I interpret the spirit of the OP to mean a woman approaches you in a bar with the intent to pick you up for sex that night. I think the answer depends on the manner of her approach and the location.
Maybe you are right though. As a general rule, when a woman aggressively tries to pick up a man, it seems to be more about demonstrating that she is available for him to approach her.

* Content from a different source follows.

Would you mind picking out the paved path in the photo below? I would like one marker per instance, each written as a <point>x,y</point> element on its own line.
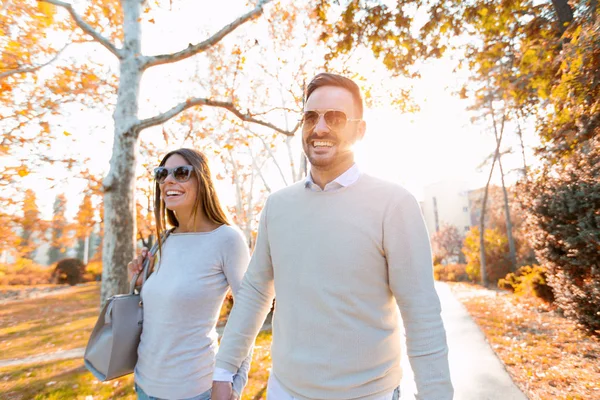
<point>476,371</point>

Doesn’t have to be; and in fact if Ms. Average approaches me in a bar and smiles and is friendly and strikes up a conversation and then doesn’t eventually specifically ask if I would go home with her, her odds of hooking up with me plummet.
It’s not a problem that she is overt; it’s a problem, however, if Ms. Average, who is a total stranger to me, comes over and says “Hi, would you come home with me and have sex with me?” — as with the other guys in the thread, that has me wondering where the camera is or where the partner with the sap is waiting to whack me in the head, and the unexpectedness of it has me going “huh? whuh?”
But have Ms. Average sit down and strike up a nonchalant conversation about nothing in particular, keep it going, and then after we’ve been talking for a little while, do something like “Isn’t it funny how people are constrained about what’s considered normal & appropriate if you’re a man or if you’re a woman… you know how it’s expected of men that if they find a stranger attractive they might try their luck but with women there’s the assumption that they’re going to want or need an emotional connection… OK confession time, I saw you over here and thought to myself, ‘why not?’ … so, umm, I’m trying to pick you up. Will you go home with me?”
THAT’S going to work 90+++ % of the time.
Or else I’m rather weird among men, one or the other.
This poll is not about an “attractive” woman. It’s about an “average” woman.
Instead of trying to “interpret the spirit” of the OP, you might as well answer the question as it was asked. The OP specifically defines the manner of her approach: “the average woman walked into a bar and walked right up to you and asked you to come home with her sex…”
I wonder this as well.
Doesn’t matter. Your definition of average is what you should answer according to. (If you were answering.) DianaG: Thanks for holding down the fort while I was away today.